# Custom Gator lure..Bahama Lures



## PorknBeans (Nov 21, 2007)

I contacted Alan Wardle at Bahama Lures and he was able to do a custom UF lure i wanted done as a gift for a family friend. I provided the eyes that i cut off a keychain and he did the rest after we worked out a design and colors! i was VERY impressed with the level of customer service he provided and the quality of these lures. :thumbup::thumbup:


----------



## Scruggspc (Mar 20, 2013)

That's one good looking lure.


----------



## Captain Woody Woods (Oct 2, 2007)

Great gift. Don't be surprised if that lure never touches the water. Alan is a great guy and a gifted lure maker.


----------



## samoajoe (Dec 28, 2010)

Is it football season yet??? This was my attempt, not nearly as a quality piece as your customized Bahama Lure.


----------



## eddiem84 (Nov 3, 2010)

samoajoe said:


> Is it football season yet??? This was my attempt, not nearly as a quality piece as your customized Bahama Lure.


Nobody could make a quality lure with that on it!


----------



## samoajoe (Dec 28, 2010)

eddiem84 said:


> Nobody could make a quality lure with that on it!

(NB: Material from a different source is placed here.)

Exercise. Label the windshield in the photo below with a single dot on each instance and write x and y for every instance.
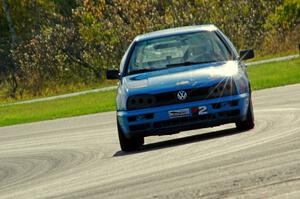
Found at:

Give it a year or two and it will be in contention for the Grand Championship.


----------



## RollTider (Jun 30, 2011)

Pork, about how much did it cost? Great gift idea


----------



## PorknBeans (Nov 21, 2007)

$60 including 8 for shipping I'm sure it'd be a bit more for a bigger lure...the eyes on that one are 3/4"


----------



## mjg21 (Sep 5, 2012)

eddiem84 said:


> Nobody could make a quality lure with that on it!


+1. Lol it's almost here


----------



## Eastern Tackle (Jul 6, 2009)

Keel weighted and ready to catch. I would pull it.


----------



## PorknBeans (Nov 21, 2007)

Me too! I hope they do


----------